Terminal · We got you
Terminal hardware composed with a feature claim — the in-counter workhorse.

Terminal · Accept all cards
Card networks orbiting the terminal — feature-specific composition.

Terminal · Goodbye hassle
A second terminal feature — same hardware, different promise.

Kitchen receipt
Printed kitchen ticket on a food-service counter — POS + context photo.

POS · Low fees
POS UI paired with a low-fees claim — the merchant-side argument.

mPOS · Table management
Table overview from the mPOS app — restaurants and bars.

mPOS · Familiar
The mPOS interface anchored to the familiar-feeling claim.
Choosing between them
The two categories aren't interchangeable.
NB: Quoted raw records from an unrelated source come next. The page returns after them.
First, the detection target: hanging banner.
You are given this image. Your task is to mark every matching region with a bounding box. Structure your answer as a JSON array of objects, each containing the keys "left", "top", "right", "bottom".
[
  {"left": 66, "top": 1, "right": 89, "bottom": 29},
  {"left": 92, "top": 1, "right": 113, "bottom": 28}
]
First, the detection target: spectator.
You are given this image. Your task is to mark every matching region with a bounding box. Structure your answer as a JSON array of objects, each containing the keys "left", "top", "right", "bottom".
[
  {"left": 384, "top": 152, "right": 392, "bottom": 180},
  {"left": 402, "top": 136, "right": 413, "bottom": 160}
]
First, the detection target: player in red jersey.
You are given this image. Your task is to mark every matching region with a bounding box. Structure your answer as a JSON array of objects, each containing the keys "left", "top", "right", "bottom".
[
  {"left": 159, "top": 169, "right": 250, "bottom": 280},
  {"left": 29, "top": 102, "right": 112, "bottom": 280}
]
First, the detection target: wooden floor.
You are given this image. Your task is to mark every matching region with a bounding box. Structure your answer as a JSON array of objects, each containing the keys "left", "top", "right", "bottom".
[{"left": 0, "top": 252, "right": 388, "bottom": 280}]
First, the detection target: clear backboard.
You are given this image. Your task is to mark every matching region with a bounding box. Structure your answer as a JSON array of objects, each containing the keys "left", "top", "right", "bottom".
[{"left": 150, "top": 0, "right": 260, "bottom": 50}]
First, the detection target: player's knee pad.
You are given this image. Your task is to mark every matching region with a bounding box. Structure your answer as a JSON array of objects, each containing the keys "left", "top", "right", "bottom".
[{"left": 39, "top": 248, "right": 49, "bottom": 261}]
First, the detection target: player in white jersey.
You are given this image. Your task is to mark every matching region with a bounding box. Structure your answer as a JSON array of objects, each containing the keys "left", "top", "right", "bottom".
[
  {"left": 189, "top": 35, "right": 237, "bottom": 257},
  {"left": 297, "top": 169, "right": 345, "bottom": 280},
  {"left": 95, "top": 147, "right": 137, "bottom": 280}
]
The choice depends on what the surface is asking the reader to do.
| If you want to… | Spot | Spotlight UI |
|---|---|---|
| Communicate a feature in the abstract | ✓ | — |
| Show the product in actual use | — | ✓ |
| Soften an empty state | ✓ | — |
| Anchor a marketing hero | — | ✓ |
| Add personality to a long article | ✓ | — |
| Prove a flow works | — | ✓ |
| Tell a feature story across multiple tiles | ✓ | — |
| Pair the product with a real merchant context | — | ✓ |
House rules
Do
Treat illustrations as a budget. One spot per feature tile, one spotlight per marketing surface. The brand stays distinctive when illustrations are rare — the more often they appear, the less they say.
Don't
Don't mix the two on the same surface — a spot illustration next to a spotlight composition reads as visual confusion. Don't recolor spot illustrations beyond the approved pastel set. Don't use icon libraries (Heroicons, Lucide) as a substitute for a spot illustration; an icon is for an action, an illustration is for a concept.